Among the many perfectly pitched lines, is the often misquoted, perhaps impossible, yet strikingly perfect phrase, "Nobody deserves your tears, but whoever deserves them will not make you cry.” Alongside may be placed, “A lie is more comfortable than doubt, more useful than love, more lasting than truth.”

Such semantic elegance might be the hallmark of a brilliant writer, but also of a person who knows something of life and so-called 'universal truths'. Garcia Marquez may not have claimed such a lofty perch.

Born in Aracataca, a place which would inspire his own fictional village of Macondo, he was raised from a young age by his grandparents. A young Columbian, inspired by his liberal grandfather, he would later attend law-school but opt for journalism.

He was a brother, a husband, and father to two sons. He was an observer of life and he felt the lives of individual were fascinating: "All human beings have three lives", he once noted, "public, private, and secret".

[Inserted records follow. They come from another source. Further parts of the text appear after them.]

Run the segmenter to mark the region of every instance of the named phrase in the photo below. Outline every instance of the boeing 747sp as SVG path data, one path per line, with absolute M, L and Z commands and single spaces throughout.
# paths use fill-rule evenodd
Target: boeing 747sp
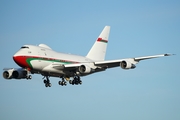
M 170 56 L 161 54 L 145 57 L 104 60 L 110 26 L 105 26 L 89 53 L 84 56 L 59 53 L 45 44 L 23 45 L 13 56 L 14 61 L 21 68 L 4 69 L 5 79 L 31 79 L 30 74 L 44 76 L 45 87 L 51 87 L 49 77 L 59 77 L 59 85 L 66 86 L 82 84 L 81 77 L 96 72 L 102 72 L 109 68 L 121 67 L 122 69 L 134 69 L 141 60 Z

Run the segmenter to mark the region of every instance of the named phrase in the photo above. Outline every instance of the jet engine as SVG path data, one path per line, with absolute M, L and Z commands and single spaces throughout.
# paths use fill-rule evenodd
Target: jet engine
M 81 65 L 78 68 L 78 70 L 80 73 L 90 73 L 91 72 L 91 68 L 89 66 L 86 66 L 86 65 Z
M 5 79 L 22 79 L 27 78 L 28 72 L 25 69 L 19 68 L 19 69 L 9 69 L 3 72 L 3 77 Z
M 122 69 L 134 69 L 136 68 L 136 66 L 132 63 L 130 63 L 129 61 L 122 61 L 120 63 L 120 66 Z
M 9 70 L 6 70 L 3 72 L 3 77 L 5 79 L 11 79 L 13 76 L 12 76 L 12 73 L 13 73 L 13 70 L 14 69 L 9 69 Z

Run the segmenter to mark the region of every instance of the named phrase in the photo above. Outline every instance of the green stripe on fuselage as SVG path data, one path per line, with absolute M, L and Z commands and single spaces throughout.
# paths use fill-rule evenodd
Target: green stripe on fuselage
M 50 62 L 59 62 L 61 64 L 72 64 L 72 63 L 76 63 L 76 62 L 70 62 L 70 61 L 65 61 L 65 60 L 57 60 L 57 59 L 48 59 L 48 58 L 27 58 L 26 62 L 28 63 L 28 65 L 33 68 L 31 61 L 32 60 L 42 60 L 42 61 L 50 61 Z

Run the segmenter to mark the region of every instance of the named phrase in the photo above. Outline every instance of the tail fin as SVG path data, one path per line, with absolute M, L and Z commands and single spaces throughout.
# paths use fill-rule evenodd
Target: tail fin
M 87 58 L 95 61 L 103 61 L 105 59 L 109 32 L 110 26 L 105 26 L 91 50 L 87 54 Z

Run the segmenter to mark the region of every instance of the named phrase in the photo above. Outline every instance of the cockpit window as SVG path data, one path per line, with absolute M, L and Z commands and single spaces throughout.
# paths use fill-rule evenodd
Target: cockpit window
M 29 49 L 29 47 L 27 47 L 27 46 L 22 46 L 22 47 L 21 47 L 21 49 L 24 49 L 24 48 L 28 48 L 28 49 Z

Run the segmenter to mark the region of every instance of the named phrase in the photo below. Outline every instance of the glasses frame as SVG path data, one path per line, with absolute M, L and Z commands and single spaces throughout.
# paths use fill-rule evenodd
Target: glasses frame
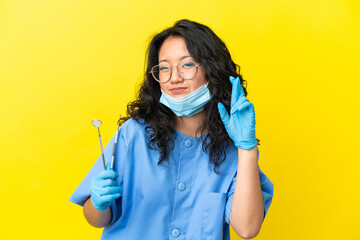
M 191 60 L 191 61 L 189 61 L 189 62 L 195 63 L 195 66 L 196 66 L 195 74 L 194 74 L 194 76 L 191 77 L 191 78 L 184 78 L 183 76 L 181 76 L 180 71 L 179 71 L 179 67 L 178 67 L 178 66 L 180 65 L 180 63 L 177 64 L 177 65 L 173 65 L 173 66 L 171 66 L 171 65 L 169 64 L 169 65 L 170 65 L 170 76 L 169 76 L 169 79 L 166 80 L 166 81 L 160 81 L 160 80 L 158 80 L 158 79 L 155 77 L 154 68 L 160 66 L 160 64 L 153 66 L 153 67 L 151 68 L 151 71 L 150 71 L 149 73 L 151 73 L 151 75 L 153 76 L 153 78 L 154 78 L 157 82 L 159 82 L 159 83 L 166 83 L 166 82 L 170 81 L 170 79 L 171 79 L 171 76 L 172 76 L 172 68 L 173 68 L 173 67 L 176 67 L 176 70 L 177 70 L 179 76 L 180 76 L 182 79 L 190 80 L 190 79 L 193 79 L 193 78 L 196 76 L 196 74 L 198 73 L 198 70 L 199 70 L 199 66 L 201 66 L 201 65 L 198 64 L 197 62 L 193 61 L 193 60 Z

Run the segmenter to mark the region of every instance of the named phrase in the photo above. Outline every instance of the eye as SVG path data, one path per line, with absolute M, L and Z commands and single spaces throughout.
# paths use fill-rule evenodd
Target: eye
M 191 68 L 191 67 L 194 67 L 195 66 L 195 63 L 194 62 L 186 62 L 183 64 L 183 68 Z
M 170 67 L 163 65 L 163 66 L 159 66 L 160 71 L 169 71 Z

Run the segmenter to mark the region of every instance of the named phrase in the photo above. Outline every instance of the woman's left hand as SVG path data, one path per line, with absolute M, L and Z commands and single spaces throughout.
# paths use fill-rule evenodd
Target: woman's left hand
M 254 104 L 244 94 L 239 77 L 230 76 L 232 84 L 230 116 L 222 103 L 218 103 L 221 120 L 235 146 L 250 150 L 257 145 L 255 137 Z

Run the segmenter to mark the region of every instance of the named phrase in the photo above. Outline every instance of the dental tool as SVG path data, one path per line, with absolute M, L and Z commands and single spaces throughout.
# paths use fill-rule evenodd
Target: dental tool
M 100 128 L 99 128 L 101 126 L 102 122 L 100 120 L 98 120 L 98 119 L 94 119 L 94 120 L 92 120 L 91 124 L 94 127 L 97 127 L 97 129 L 98 129 L 100 148 L 101 148 L 101 155 L 102 155 L 102 159 L 103 159 L 104 169 L 106 169 L 104 149 L 103 149 L 103 145 L 102 145 L 102 141 L 101 141 L 101 134 L 100 134 Z
M 116 144 L 117 144 L 118 136 L 119 136 L 120 120 L 121 120 L 121 115 L 120 115 L 120 118 L 119 118 L 118 127 L 117 127 L 117 131 L 116 131 L 116 135 L 115 135 L 115 142 L 114 142 L 113 154 L 112 154 L 112 157 L 111 157 L 111 169 L 113 169 L 113 165 L 114 165 Z

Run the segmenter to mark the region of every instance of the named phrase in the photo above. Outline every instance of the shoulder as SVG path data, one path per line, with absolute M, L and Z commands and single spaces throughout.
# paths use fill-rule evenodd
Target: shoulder
M 120 127 L 120 137 L 124 139 L 126 146 L 128 146 L 135 136 L 145 136 L 145 128 L 149 126 L 144 119 L 128 119 Z

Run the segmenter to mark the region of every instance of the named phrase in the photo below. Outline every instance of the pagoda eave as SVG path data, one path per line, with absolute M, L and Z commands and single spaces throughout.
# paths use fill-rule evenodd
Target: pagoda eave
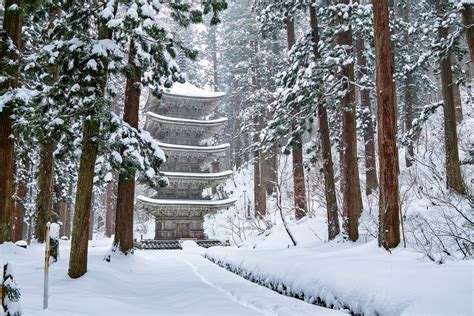
M 227 122 L 226 117 L 218 118 L 215 120 L 194 120 L 194 119 L 183 119 L 183 118 L 159 115 L 150 111 L 147 112 L 146 115 L 153 122 L 158 122 L 162 124 L 172 124 L 172 125 L 221 127 L 225 122 Z
M 160 148 L 168 152 L 186 152 L 186 153 L 203 153 L 203 154 L 225 154 L 225 151 L 230 147 L 230 144 L 222 144 L 217 146 L 188 146 L 175 145 L 158 142 Z
M 232 175 L 232 171 L 223 171 L 216 173 L 194 173 L 194 172 L 168 172 L 164 171 L 162 174 L 170 180 L 227 180 Z
M 161 217 L 200 217 L 229 208 L 236 199 L 225 200 L 176 200 L 137 197 L 137 207 Z

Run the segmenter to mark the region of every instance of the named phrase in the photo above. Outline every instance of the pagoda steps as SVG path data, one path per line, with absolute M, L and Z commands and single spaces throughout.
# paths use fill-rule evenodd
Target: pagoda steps
M 135 242 L 135 249 L 138 250 L 183 250 L 181 243 L 183 240 L 155 240 L 145 239 Z M 196 240 L 199 247 L 211 248 L 215 246 L 229 246 L 217 239 Z

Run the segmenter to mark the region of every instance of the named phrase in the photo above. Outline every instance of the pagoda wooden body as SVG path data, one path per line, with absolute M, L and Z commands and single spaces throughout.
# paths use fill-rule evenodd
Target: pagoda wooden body
M 227 208 L 235 200 L 211 200 L 206 189 L 226 181 L 231 171 L 210 172 L 211 163 L 225 157 L 229 144 L 207 144 L 226 118 L 206 119 L 223 93 L 208 92 L 191 84 L 175 84 L 160 100 L 147 101 L 145 129 L 160 142 L 167 155 L 163 164 L 169 186 L 151 197 L 137 197 L 137 206 L 155 216 L 156 240 L 204 240 L 204 216 Z

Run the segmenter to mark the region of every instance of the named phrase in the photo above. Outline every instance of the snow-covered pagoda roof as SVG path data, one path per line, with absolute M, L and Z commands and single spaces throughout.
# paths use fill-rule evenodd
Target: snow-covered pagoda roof
M 226 207 L 231 207 L 236 199 L 224 200 L 186 200 L 186 199 L 152 199 L 143 195 L 137 196 L 137 206 L 150 213 L 160 214 L 161 216 L 174 216 L 175 213 L 169 213 L 181 210 L 186 214 L 183 216 L 202 216 L 208 212 L 217 211 Z
M 173 83 L 173 86 L 169 89 L 164 89 L 165 95 L 173 95 L 180 97 L 190 97 L 190 98 L 203 98 L 203 99 L 220 99 L 225 96 L 224 92 L 213 92 L 204 90 L 196 87 L 195 85 L 185 82 Z
M 231 170 L 216 173 L 194 173 L 194 172 L 162 172 L 169 179 L 189 179 L 189 180 L 224 180 L 232 175 Z
M 187 145 L 175 145 L 175 144 L 168 144 L 158 142 L 160 148 L 167 151 L 194 151 L 194 152 L 202 152 L 202 153 L 220 153 L 224 152 L 227 148 L 230 147 L 230 144 L 221 144 L 217 146 L 187 146 Z
M 226 117 L 218 118 L 215 120 L 192 120 L 177 117 L 169 117 L 156 114 L 154 112 L 147 112 L 147 116 L 152 120 L 164 124 L 177 124 L 177 125 L 194 125 L 194 126 L 221 126 L 227 121 Z

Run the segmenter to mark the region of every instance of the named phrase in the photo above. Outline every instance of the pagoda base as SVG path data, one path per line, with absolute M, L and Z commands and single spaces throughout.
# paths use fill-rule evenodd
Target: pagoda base
M 155 216 L 155 240 L 206 240 L 202 217 Z

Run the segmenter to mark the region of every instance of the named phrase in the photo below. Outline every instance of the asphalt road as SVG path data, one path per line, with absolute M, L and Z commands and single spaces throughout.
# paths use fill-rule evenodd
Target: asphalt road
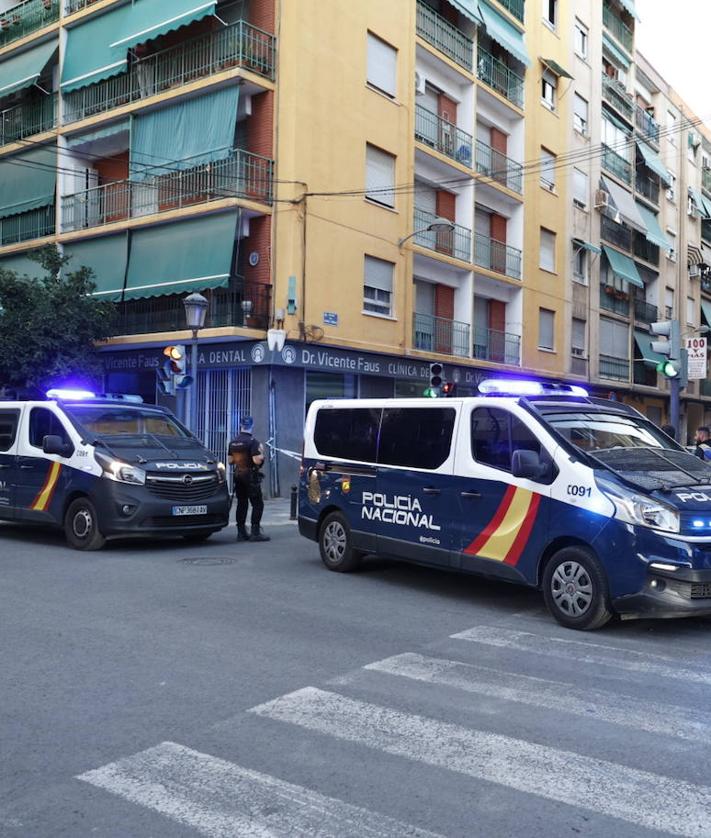
M 266 529 L 0 528 L 3 838 L 711 835 L 711 622 L 570 632 Z

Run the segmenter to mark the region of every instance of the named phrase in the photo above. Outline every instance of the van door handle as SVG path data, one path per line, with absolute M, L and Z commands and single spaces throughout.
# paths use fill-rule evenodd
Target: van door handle
M 425 486 L 422 491 L 425 495 L 438 495 L 440 493 L 440 490 L 435 489 L 434 486 Z
M 20 468 L 31 469 L 31 468 L 34 468 L 34 466 L 20 466 Z
M 463 498 L 480 498 L 481 492 L 460 492 Z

It was secret lives which helped produce Love in the Time of Cholera. Concerned with the love of elderly people, the title was inspired by a couple in their late 70s who met every year. One tragic year the couple were murdered onboard a boat by their boatman. Garcia Marquez noted:

"Through their death, the story of their secret romance became known. I was fascinated by them. They were each married to other people."

Of Garcia Marquez' own life we know a fair bit. Perhaps not of any of the 'secret', although a fair portion of the 'private' - such information a by-product of fame and renown. Mostly, we have known of his public life. Yet should we wish to have a hint of the others, his works could at best provide clues.

At worst, they may delight and enrich and inspire our own lives.

Gabriel Garcia Marquez dies

Some very sad news. Gabriel Garcia Marquez, the Columbian Nobel prize-winning author  has died in Mexico aged 87, the BBC has reported.

Garcia Marquez, was forced to end his writing career in mid-2012 due to the onset of dementia, following a battle with lymphatic cancer beginning in 1999.

The author produced the very highly regarded One Hundred Years of Solitude and Love in the Time of Cholera among his works.

Gabriel Garcia Marquez was was awarded the Nobel Prize in 1982.